The corresponding area under the ROC curve is 0.8, which is nearly as good as the second component. A simple transformation based on visually exploring the data can do just as good of a job as an unbiased empirical algorithm.
These data are from the cell segmentation experiment of Hill et al, and predictor A is the "surface of a sphere created from by rotating the equivalent circle about its diameter" (labeled as
EqSphereAreaCh1 in the data) and predictor B is the perimeter of the cell nucleus (
PerimCh1). A specialist in high content screening might naturally take the ratio of these two features of cells because it makes good scientific sense (I am not that person). In the context of the problem, their intuition should drive the feature engineering process.

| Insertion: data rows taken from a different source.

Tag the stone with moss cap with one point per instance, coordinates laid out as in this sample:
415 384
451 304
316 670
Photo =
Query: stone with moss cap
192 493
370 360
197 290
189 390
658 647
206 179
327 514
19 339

However, in defense of an algorithm such as PCA, the machine has some benefit. In total, there are almost sixty predictors in these data whose features are just as arcane as
EqSphereAreaCh1. My personal favorite is the "Haralick texture measurement of the spatial arrangement of pixels based on the co-occurrence matrix". Look that one up some time. The point is that there are often too many features to engineer and they might be completely unintuitive from the start.
Another plus for feature extraction is related to correlation. The predictors in this particular data set tend to have high between-predictor correlations and for good reasons. For example, there are many different ways to quantify the eccentricity of a cell (i.e. how elongated it is). Also, the size of a cell's nucleus is probably correlated with the size of the overall cell and so on. PCA can mitigate the effect of these correlations in one fell swoop. An approach of manually taking ratios of many predictors seems less likely to be effective and would take more time.
Last year, in one of the R&D groups that I support, there was a bit of a war being waged between the scientists who focused on biased analysis (i.e. we model what we know) versus the unbiased crowd (i.e. just let the machine figure it out). I fit somewhere in-between and believe that there is a feedback loop between the two. The machine can flag potentially new and interesting features that, once explored, become part of the standard book of "known stuff".